The council’s position was outlined in a letter sent to the Oregon Transportation Commission in advance of a special public hearing Thursday as the commission considers a recommendation from the Portland Metro Area Value Pricing Policy Advisory Committee last month.
Clark County Councilor Eileen Quiring, who served on the 25-member advisory board, said she’s not surprised to learn about Portland’s renewed tolling platform, given Portland’s previously expressed views on tolling.
“I’m saddened to see this, but it’s just frustrating watching,” Quiring said, “because we just don’t have a very loud, effective voice.”
Vancouver Mayor Anne McEnerny-Ogle, who also served on the board, said she’s surprised by Portland’s letter in light of the agreement made by the advisory committee to test tolling on a smaller scale before implementing it systemwide.
“We approved their pilot project because we wanted to see how they defined success,” McEnerny-Ogle said. “Being this is their first opportunity to implement tolling in the state of Oregon … we wanted to be a part of that discussion to evaluate it before they did a full implementation because … this is a bistate regional transportation system.”
The advisory committee recommendation has suggested tolling all lanes between Southwest Multnomah Boulevard and Northeast Going Street on I-5 — known as Concept B — as well as tolling near the Abernathy Bridge and Stafford Road on I-205. The recommendation was to then toll the bulk of I-5 and I-205, if the first phase goes smoothly.
If Portland is successful advocating outright tolling, McEnerny-Ogle added, the move eliminates Southwest Washington from the conversation.
“I felt we were part of the implementation but also part of the decision-making process,” she said. “If this is going to go forward like that, this removes us completely.”
Rep.
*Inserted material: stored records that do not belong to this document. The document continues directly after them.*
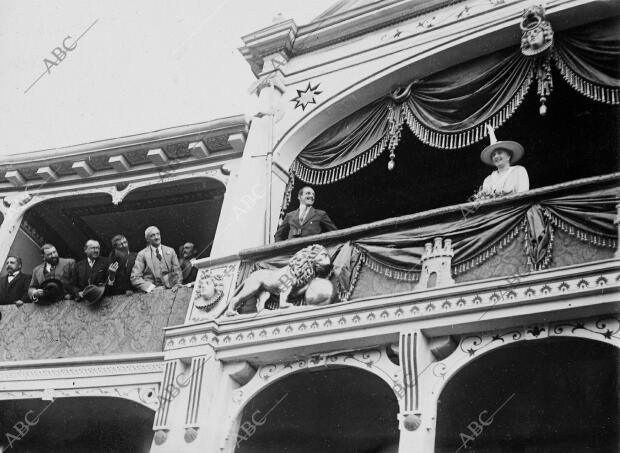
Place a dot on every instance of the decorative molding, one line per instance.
(119, 163)
(212, 289)
(161, 417)
(195, 390)
(198, 150)
(15, 177)
(82, 168)
(117, 369)
(374, 361)
(157, 156)
(306, 96)
(557, 284)
(47, 174)
(144, 394)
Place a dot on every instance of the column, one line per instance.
(418, 417)
(244, 219)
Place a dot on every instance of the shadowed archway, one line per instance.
(72, 425)
(332, 410)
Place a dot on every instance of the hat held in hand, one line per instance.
(513, 148)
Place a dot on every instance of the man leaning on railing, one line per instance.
(157, 265)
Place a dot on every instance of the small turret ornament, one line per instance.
(536, 40)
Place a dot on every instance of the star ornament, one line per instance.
(306, 96)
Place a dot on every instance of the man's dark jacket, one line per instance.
(315, 222)
(125, 265)
(16, 290)
(97, 275)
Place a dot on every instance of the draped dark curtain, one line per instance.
(588, 215)
(460, 100)
(587, 58)
(449, 109)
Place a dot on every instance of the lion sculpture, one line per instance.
(310, 264)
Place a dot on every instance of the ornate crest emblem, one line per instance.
(537, 32)
(210, 291)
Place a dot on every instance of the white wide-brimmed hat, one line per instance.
(514, 148)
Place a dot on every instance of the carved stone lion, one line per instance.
(305, 266)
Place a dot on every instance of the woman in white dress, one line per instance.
(507, 178)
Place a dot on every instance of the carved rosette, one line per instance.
(211, 292)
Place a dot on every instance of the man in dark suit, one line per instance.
(93, 270)
(121, 263)
(157, 266)
(53, 266)
(14, 285)
(187, 252)
(305, 220)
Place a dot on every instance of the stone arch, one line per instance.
(332, 401)
(605, 329)
(430, 54)
(88, 423)
(374, 361)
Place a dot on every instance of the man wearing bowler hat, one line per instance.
(507, 178)
(53, 279)
(305, 220)
(14, 285)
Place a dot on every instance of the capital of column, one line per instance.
(15, 203)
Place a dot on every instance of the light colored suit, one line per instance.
(148, 271)
(65, 271)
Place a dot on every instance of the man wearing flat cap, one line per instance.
(156, 266)
(14, 285)
(53, 269)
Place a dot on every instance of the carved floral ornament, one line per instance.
(604, 329)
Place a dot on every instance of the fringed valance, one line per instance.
(588, 216)
(449, 109)
(587, 58)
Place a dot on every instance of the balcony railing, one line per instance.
(117, 325)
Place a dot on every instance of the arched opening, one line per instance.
(554, 395)
(577, 138)
(94, 424)
(184, 211)
(331, 410)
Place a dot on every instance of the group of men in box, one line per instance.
(153, 268)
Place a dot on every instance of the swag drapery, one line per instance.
(449, 109)
(587, 214)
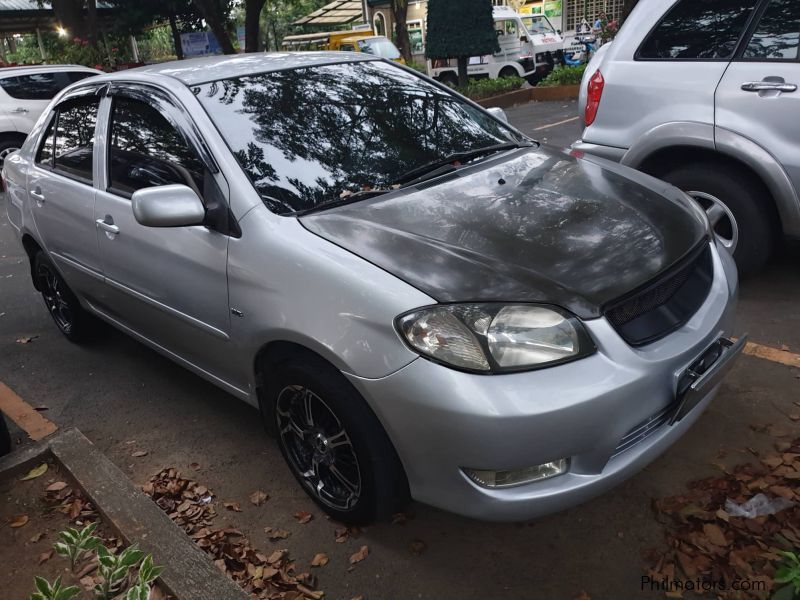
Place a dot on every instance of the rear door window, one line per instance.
(777, 35)
(40, 86)
(74, 139)
(698, 30)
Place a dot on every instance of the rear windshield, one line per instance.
(312, 135)
(698, 30)
(40, 86)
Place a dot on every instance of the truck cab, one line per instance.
(530, 47)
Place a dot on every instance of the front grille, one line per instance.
(666, 304)
(644, 430)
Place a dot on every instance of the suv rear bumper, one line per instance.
(607, 152)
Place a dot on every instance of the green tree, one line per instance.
(135, 18)
(460, 29)
(400, 14)
(217, 14)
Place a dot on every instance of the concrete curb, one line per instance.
(537, 94)
(190, 574)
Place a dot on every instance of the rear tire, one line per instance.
(69, 316)
(332, 442)
(745, 198)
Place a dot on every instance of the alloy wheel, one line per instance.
(318, 447)
(54, 293)
(723, 223)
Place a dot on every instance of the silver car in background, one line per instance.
(705, 96)
(419, 299)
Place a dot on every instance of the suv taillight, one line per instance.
(595, 92)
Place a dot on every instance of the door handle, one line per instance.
(769, 86)
(106, 226)
(37, 193)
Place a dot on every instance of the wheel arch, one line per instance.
(32, 247)
(674, 144)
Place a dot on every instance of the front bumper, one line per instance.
(441, 420)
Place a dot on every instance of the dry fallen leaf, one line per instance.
(362, 553)
(714, 534)
(417, 547)
(258, 498)
(276, 534)
(19, 521)
(320, 560)
(303, 517)
(35, 472)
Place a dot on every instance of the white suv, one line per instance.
(24, 94)
(704, 94)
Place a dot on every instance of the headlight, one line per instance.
(495, 337)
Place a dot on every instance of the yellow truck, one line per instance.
(345, 41)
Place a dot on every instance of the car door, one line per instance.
(61, 192)
(759, 96)
(168, 284)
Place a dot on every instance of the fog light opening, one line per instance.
(511, 477)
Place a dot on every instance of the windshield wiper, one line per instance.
(355, 197)
(445, 165)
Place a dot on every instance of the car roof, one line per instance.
(33, 69)
(212, 68)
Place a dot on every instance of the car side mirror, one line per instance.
(498, 113)
(168, 206)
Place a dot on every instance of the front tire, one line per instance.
(69, 316)
(739, 207)
(334, 445)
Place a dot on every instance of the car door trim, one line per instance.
(210, 329)
(238, 392)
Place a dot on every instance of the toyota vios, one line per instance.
(419, 299)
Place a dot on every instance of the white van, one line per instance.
(529, 47)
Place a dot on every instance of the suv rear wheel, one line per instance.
(738, 207)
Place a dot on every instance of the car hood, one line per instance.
(533, 226)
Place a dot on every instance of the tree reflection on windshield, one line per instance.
(309, 135)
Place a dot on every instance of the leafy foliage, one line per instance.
(570, 75)
(486, 88)
(460, 28)
(47, 591)
(74, 543)
(789, 572)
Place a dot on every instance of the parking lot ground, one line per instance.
(127, 399)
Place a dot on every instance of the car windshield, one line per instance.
(538, 25)
(315, 135)
(379, 47)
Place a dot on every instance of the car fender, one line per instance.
(728, 144)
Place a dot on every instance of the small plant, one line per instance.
(114, 569)
(119, 577)
(46, 591)
(148, 573)
(569, 75)
(74, 543)
(789, 573)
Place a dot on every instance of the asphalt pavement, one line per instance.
(127, 399)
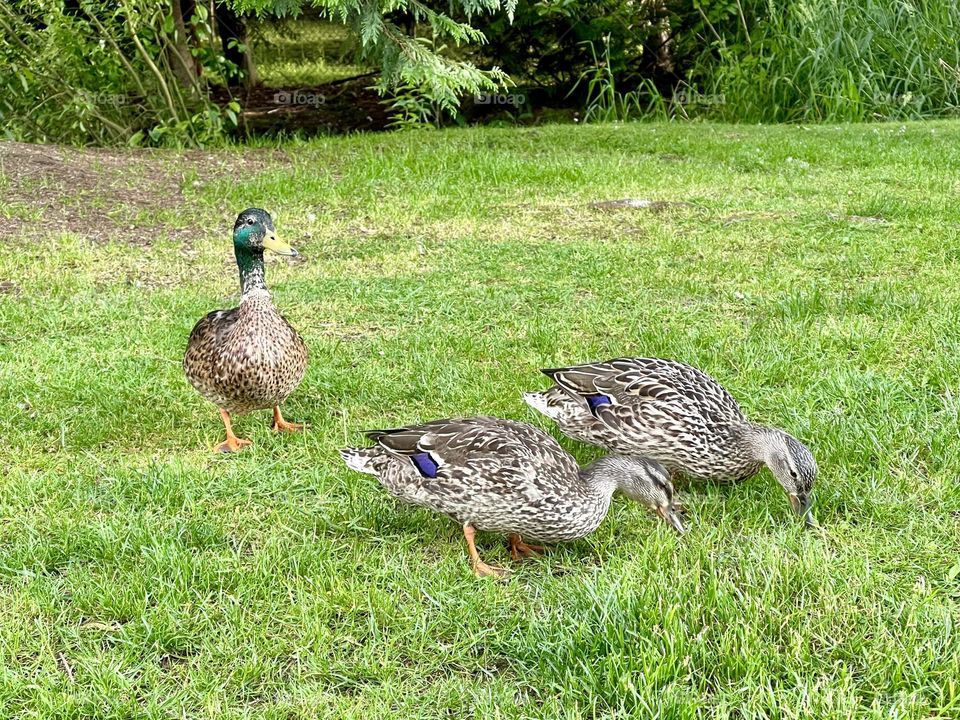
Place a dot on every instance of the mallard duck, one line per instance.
(678, 415)
(507, 477)
(249, 357)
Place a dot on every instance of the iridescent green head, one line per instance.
(254, 232)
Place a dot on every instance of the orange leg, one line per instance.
(518, 548)
(232, 443)
(480, 568)
(281, 425)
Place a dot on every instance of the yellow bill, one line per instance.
(271, 243)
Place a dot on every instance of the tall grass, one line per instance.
(835, 60)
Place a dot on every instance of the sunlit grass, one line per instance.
(813, 271)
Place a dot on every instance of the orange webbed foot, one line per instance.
(481, 569)
(518, 548)
(281, 425)
(232, 444)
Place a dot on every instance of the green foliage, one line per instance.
(107, 73)
(141, 576)
(604, 103)
(833, 60)
(547, 43)
(406, 61)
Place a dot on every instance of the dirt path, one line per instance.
(109, 195)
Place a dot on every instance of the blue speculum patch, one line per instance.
(425, 464)
(595, 401)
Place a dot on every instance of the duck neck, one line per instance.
(598, 481)
(757, 441)
(250, 264)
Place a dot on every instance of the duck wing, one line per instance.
(639, 395)
(460, 459)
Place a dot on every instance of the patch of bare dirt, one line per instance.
(105, 194)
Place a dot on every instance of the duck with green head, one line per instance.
(249, 357)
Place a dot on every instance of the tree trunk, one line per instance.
(231, 27)
(179, 57)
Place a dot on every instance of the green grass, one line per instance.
(141, 576)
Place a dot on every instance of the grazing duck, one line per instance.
(507, 477)
(678, 415)
(249, 357)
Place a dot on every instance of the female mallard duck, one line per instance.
(507, 477)
(678, 415)
(249, 357)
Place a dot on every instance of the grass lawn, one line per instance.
(813, 271)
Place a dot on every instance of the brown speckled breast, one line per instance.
(247, 358)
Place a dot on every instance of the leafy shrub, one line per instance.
(98, 72)
(833, 60)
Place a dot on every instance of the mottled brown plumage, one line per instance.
(249, 357)
(675, 414)
(504, 476)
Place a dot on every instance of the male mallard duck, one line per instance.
(249, 357)
(507, 477)
(675, 414)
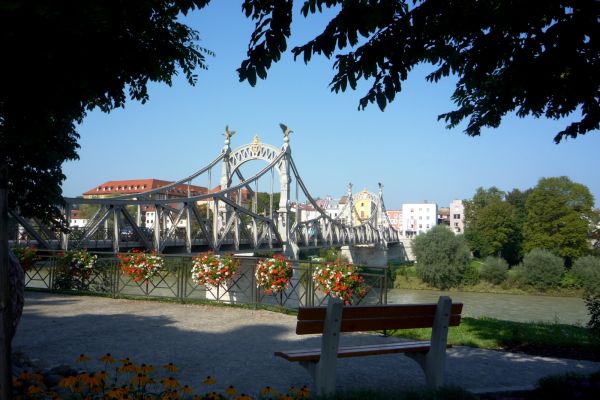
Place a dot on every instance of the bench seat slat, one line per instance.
(357, 351)
(304, 327)
(391, 311)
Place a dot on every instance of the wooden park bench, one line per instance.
(335, 318)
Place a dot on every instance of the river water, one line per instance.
(511, 307)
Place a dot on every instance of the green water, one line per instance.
(522, 308)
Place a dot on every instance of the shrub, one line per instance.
(471, 275)
(586, 271)
(442, 257)
(543, 270)
(592, 303)
(75, 270)
(494, 270)
(341, 280)
(141, 266)
(515, 277)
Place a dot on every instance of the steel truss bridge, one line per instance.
(224, 223)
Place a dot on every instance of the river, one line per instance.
(511, 307)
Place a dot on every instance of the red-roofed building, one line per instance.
(134, 186)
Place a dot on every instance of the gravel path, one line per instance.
(236, 346)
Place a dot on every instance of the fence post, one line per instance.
(5, 304)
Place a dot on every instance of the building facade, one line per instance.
(395, 217)
(418, 218)
(457, 216)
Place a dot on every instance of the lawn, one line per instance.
(547, 339)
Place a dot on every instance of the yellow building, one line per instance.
(362, 207)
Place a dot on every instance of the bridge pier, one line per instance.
(375, 255)
(369, 255)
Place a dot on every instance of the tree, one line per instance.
(62, 59)
(67, 58)
(543, 269)
(492, 227)
(537, 58)
(442, 257)
(560, 218)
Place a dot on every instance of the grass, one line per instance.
(547, 339)
(406, 278)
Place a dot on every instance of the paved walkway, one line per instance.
(236, 346)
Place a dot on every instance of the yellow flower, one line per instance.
(268, 390)
(170, 382)
(140, 380)
(127, 367)
(146, 368)
(85, 378)
(231, 391)
(24, 375)
(117, 394)
(170, 367)
(100, 377)
(108, 359)
(67, 381)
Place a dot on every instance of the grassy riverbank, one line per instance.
(544, 339)
(405, 277)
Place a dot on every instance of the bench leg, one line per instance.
(323, 371)
(434, 361)
(433, 370)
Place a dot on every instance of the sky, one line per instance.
(405, 148)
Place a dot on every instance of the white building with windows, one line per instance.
(418, 218)
(457, 216)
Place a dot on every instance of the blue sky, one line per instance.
(416, 158)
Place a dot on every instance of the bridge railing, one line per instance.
(174, 281)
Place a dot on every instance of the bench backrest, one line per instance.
(374, 318)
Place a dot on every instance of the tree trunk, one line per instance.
(5, 306)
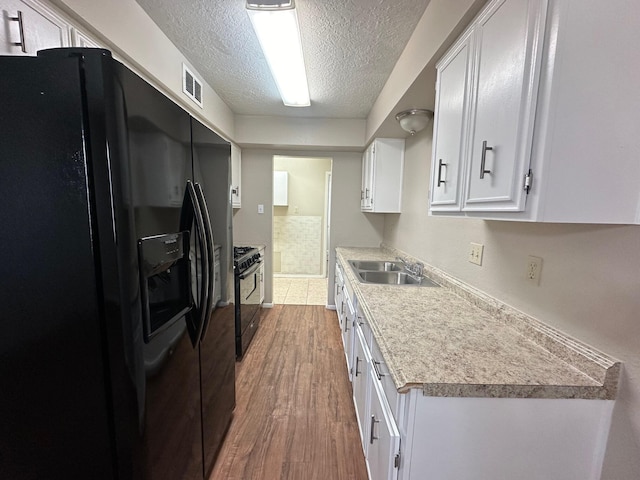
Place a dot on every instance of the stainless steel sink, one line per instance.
(387, 273)
(375, 265)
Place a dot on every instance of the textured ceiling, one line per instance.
(350, 48)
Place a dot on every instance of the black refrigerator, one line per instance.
(114, 361)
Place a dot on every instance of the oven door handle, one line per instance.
(251, 271)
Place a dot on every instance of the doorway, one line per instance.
(301, 206)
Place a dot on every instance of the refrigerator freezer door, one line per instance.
(53, 407)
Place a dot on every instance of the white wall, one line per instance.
(589, 288)
(126, 29)
(342, 134)
(348, 225)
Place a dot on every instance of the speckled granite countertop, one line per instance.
(457, 341)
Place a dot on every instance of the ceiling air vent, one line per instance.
(191, 86)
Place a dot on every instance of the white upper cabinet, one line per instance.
(29, 26)
(382, 169)
(453, 84)
(548, 135)
(236, 176)
(508, 36)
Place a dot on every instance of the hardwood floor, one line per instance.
(294, 417)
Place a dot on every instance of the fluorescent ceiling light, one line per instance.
(279, 37)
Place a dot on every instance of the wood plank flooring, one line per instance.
(294, 417)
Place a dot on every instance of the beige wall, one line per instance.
(306, 184)
(348, 225)
(589, 288)
(124, 27)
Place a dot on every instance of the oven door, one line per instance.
(249, 295)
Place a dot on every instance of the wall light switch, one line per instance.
(534, 267)
(475, 253)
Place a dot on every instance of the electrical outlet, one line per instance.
(475, 253)
(534, 267)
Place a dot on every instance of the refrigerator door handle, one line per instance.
(208, 230)
(187, 219)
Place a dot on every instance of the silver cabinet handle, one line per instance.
(483, 159)
(379, 374)
(440, 165)
(21, 43)
(372, 437)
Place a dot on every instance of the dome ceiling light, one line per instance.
(414, 120)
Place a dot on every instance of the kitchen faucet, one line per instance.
(414, 268)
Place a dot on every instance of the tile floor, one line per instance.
(299, 291)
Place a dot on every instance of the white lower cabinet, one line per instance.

Jaime Herrera Beutler, R-Battle Ground, has been outspoken against Oregon’s plans to toll since the guiding legislation was passed in 2017.
“Given the improbability of significant new federal funding, it is incumbent upon local leaders to find new ways to fund critically needed improvements that keep our people, freight, commerce and economy moving,” the letter concludes. “This is why we are supportive of your efforts.”
Now that the advisory committee has made its recommendation to the OTC and disbanded, the OTC is hosting its first public hearing on the matter Thursday. Among several hours of scheduled public comment, former advisory committee members will share their final input on the proposal.
McEnerny-Ogle said she’s arriving at the meeting early to sign up for a speaking slot, and she will likely be joined by a few RTC board members. Quiring said she’s unsure if she will make it, but hopes the commission takes each agency’s letter to heart.
“I really wish there would be more of a cooperative attitude,” Quiring said. “We’ll see what happens at the OTC meeting. Maybe they will take that more into account.”
• What: Oregon Transportation Commission special public comment session.
• When: Sign-ups open between 3 and 7 p.m. Thursday; hearing begins at 4 p.m.
• Where: Columbia Falls Ballroom at University Place Hotel and Conference Center, 310 S.W. Lincoln St., Portland.